The colorectal cancer statistics for 2016 are out. You are probably not itching to get into bed with a hot cup of tea and read it. However, you probably should. It is one of the most interesting things I have read all month, and one of the most infuriating.
Colorectal cancer occurs in the cells that line the bowel, which begin to multiply uncontrollably to form first a non-cancerous polyp and eventually a malignant tumor. While there are several known genetic factors that mean some people are more predisposed to colorectal cancer, environmental factors play a huge role in the epidemiology of the disease. In fact, lifestyle choices such as healthy eating, exercise and low nicotine intake have all been linked to a better chance of avoiding colorectal cancer. Older people are at a higher risk of contracting the disease: people over 65 are 40 times more likely to be diagnosed with colorectal cancer than those under 50. However, public health efforts have made an incredible difference in the elderly population over the past decade. In the period of time between 2010 and 2013, 30% less people over 50 have contracted colorectal cancer and those who do are almost twice as likely to survive it. Thanks to a series of exceptional campaigns, attitudes have changed and older people are eating healthier, exercising more and smoking less. They are also taking more aspirin, reducing the inflammation that is often a key factor in the progression of the disease. Crucially, colorectal cancer screening has become routine for the over-50s. Screening has improved early detection, which can often catch the tumor while it is still in its non-malignant polyp stage and can be safely removed with surgery. In short, looking at the trends for colorectal cancer over the past few decades is a celebration of successful public health action and a demonstration of everything that science can accomplish when it informs effective policy-making.
However, the tone of things changes somewhat when the stats begin separating colorectal cancer data by state. People from poorer areas are much more likely to be diagnosed with and die from colorectal cancer than people who live in wealthier areas. Since the quality of healthcare that is accessible to people in the US is generally speaking proportional to their income, we will focus solely on the incidence rates – that is, on how income affects the chances of getting colorectal cancer rather than being cured. The connection between lifestyle choices and colorectal cancer is a clear and well-established one. However, lifestyle is often not a choice. Poorer people often cannot afford to eat a healthy diet and exercise and are statistically more likely to smoke, all of which expose them to major risk factors for colorectal cancer. In fact, people who live in richer states have a lower chance of being diagnosed with colorectal cancer than people who live in poorer states. Mississippi is the poorest state in the union (with a 22% poverty rate) and has some of the highest rates of colorectal cancer incidence in America (54.2 for white males and 74.2 for black males). On the other hand, people in Maryland (where the poverty rate is under 10%) have a much lower chance of contracting colorectal cancer (the incidence rate is 41.5 for whites and 49.9 for blacks).
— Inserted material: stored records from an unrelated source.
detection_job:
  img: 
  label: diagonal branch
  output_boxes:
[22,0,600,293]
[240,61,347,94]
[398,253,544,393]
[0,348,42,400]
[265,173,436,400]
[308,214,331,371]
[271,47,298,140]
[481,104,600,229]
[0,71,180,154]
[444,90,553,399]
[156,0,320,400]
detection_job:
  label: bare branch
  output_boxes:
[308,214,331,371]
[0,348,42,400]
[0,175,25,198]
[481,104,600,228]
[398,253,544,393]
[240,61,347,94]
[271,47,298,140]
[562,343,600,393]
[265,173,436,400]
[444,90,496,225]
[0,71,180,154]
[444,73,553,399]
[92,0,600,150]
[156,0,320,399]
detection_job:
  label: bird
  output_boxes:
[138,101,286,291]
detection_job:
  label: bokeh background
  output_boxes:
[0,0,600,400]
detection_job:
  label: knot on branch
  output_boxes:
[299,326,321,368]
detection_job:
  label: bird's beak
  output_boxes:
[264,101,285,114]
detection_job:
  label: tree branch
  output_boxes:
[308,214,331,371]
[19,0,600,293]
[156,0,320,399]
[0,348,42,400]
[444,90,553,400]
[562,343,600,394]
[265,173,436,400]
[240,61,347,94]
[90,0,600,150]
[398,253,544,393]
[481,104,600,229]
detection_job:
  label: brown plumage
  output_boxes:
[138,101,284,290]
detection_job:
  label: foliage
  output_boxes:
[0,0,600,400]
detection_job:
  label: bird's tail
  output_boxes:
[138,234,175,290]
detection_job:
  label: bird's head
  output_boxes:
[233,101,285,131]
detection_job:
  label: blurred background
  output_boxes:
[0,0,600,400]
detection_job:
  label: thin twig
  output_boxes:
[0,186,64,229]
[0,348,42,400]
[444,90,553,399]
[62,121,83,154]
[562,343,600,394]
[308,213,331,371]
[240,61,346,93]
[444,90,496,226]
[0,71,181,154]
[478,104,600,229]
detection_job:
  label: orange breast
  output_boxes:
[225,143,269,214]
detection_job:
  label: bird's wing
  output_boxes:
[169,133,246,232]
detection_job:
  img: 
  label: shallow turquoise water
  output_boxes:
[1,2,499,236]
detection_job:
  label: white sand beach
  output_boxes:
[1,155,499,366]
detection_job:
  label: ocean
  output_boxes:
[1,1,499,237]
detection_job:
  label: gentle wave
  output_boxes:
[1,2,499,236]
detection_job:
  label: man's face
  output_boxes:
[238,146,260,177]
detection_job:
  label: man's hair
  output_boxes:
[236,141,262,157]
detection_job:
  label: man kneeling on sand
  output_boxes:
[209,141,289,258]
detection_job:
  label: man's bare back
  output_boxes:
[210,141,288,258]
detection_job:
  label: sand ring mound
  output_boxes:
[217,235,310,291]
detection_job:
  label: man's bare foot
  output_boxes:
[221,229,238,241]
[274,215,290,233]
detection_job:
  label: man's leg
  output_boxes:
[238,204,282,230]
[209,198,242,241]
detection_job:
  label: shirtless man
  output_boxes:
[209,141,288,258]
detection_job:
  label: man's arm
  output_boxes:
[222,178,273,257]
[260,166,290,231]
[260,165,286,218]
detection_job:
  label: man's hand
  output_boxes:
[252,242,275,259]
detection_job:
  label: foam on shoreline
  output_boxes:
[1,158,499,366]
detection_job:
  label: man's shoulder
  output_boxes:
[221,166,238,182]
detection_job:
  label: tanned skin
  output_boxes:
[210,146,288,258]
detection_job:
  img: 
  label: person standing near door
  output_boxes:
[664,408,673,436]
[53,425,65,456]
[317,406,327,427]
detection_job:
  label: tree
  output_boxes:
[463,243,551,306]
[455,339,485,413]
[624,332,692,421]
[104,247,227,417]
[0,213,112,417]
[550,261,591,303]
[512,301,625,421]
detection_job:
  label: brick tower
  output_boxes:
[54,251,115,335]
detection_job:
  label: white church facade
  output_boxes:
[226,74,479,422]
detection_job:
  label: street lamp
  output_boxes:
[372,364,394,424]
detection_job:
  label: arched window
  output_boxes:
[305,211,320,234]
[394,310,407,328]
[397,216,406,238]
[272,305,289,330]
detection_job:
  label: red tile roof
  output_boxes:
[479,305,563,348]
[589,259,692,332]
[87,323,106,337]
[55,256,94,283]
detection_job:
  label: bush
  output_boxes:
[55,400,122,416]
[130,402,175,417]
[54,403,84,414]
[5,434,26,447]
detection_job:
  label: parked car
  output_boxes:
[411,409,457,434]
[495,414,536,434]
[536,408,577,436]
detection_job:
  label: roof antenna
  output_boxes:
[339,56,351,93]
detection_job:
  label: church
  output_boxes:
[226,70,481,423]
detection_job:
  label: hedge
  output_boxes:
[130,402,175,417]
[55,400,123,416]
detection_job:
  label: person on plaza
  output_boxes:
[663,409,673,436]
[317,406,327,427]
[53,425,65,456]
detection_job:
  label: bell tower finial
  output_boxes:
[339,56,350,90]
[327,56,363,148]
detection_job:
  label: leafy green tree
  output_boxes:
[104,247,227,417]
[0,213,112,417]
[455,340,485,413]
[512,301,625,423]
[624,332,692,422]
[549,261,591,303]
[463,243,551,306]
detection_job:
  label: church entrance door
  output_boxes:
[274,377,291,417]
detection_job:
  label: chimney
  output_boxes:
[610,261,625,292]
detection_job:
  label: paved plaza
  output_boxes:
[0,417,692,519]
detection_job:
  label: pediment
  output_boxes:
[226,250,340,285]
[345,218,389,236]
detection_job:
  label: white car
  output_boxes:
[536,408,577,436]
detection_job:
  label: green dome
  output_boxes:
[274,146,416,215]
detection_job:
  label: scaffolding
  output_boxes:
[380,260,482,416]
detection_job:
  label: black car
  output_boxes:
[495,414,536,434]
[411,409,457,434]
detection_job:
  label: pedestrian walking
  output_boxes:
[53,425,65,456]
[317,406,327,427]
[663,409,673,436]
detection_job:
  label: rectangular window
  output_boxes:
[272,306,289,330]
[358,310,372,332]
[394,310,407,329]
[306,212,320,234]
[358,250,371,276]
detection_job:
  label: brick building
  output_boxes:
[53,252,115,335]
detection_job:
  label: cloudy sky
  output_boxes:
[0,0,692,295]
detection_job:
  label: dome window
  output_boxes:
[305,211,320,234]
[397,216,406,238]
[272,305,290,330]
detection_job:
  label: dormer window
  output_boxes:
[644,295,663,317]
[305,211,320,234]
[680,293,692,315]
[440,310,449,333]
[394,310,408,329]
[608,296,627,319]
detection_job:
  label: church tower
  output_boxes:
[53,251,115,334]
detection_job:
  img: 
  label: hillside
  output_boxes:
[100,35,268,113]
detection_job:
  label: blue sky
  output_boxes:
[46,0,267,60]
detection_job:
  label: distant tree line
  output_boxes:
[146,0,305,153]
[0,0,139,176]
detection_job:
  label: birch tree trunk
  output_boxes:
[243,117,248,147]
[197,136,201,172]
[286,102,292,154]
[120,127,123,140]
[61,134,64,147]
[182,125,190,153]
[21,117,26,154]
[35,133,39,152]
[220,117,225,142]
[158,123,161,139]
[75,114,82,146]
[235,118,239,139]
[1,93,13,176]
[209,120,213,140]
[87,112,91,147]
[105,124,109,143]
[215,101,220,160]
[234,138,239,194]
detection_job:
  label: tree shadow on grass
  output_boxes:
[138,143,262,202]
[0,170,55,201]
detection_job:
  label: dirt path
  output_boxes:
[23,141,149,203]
Things get even worse when we start looking at the difference in colorectal cancer incidence rate between different ethnic groups. On average, non-hispanic blacks are about 30% more likely to be diagnosed with the disease than non-hispanic whites. Shockingly, they are 60% more likely to die from it. In 2015, the US Census Bureau indicated that African-Americans are more than twice as likely to live under the poverty line. Since lifestyle plays such an important role in colorectal cancer, this is are hardly surprising. What is even more appalling is that the difference in incidence rates within each state seems to correlate with the levels of inequality in the same state. In Louisiana, white people earn on average 30% more than African-Americans, who are also 30% more likely than whites to be diagnosed with colorectal cancer. On the other hand, in Rhode Island (where income inequality between blacks and whites is one of the lowest in the country), African-Americans are actually slightly less likely to be diagnosed with colorectal cancer than caucasians. This correlation clearly indicates that the nation-wide disparity in colorectal cancer incidence rates is not due to a genetic predisposition from a specific ethic group, but is rather a consequence of income inequality aligning with racial divides.
Colorectal cancer incidence rates are becoming a by-measure of inequality both between the rich and the poor and between different ethnic groups. The amazing public health work done over the past couple of decades has highlighted how improving lifestyle choices can dramatically decrease the risk of colon cancer in the aging population. However, raising inequality in the US (and around the world) means that lifestyle is not always down to choices. The next big challenge for the scientific community will be to give access to better lifestyle options to those who currently do not have access to them. Community initiatives have been shown to be effective in different settings, and made popular by the efforts of the former First Lady, Michelle Obama. Continuing this work is of vital importance, no matter who is in the White House.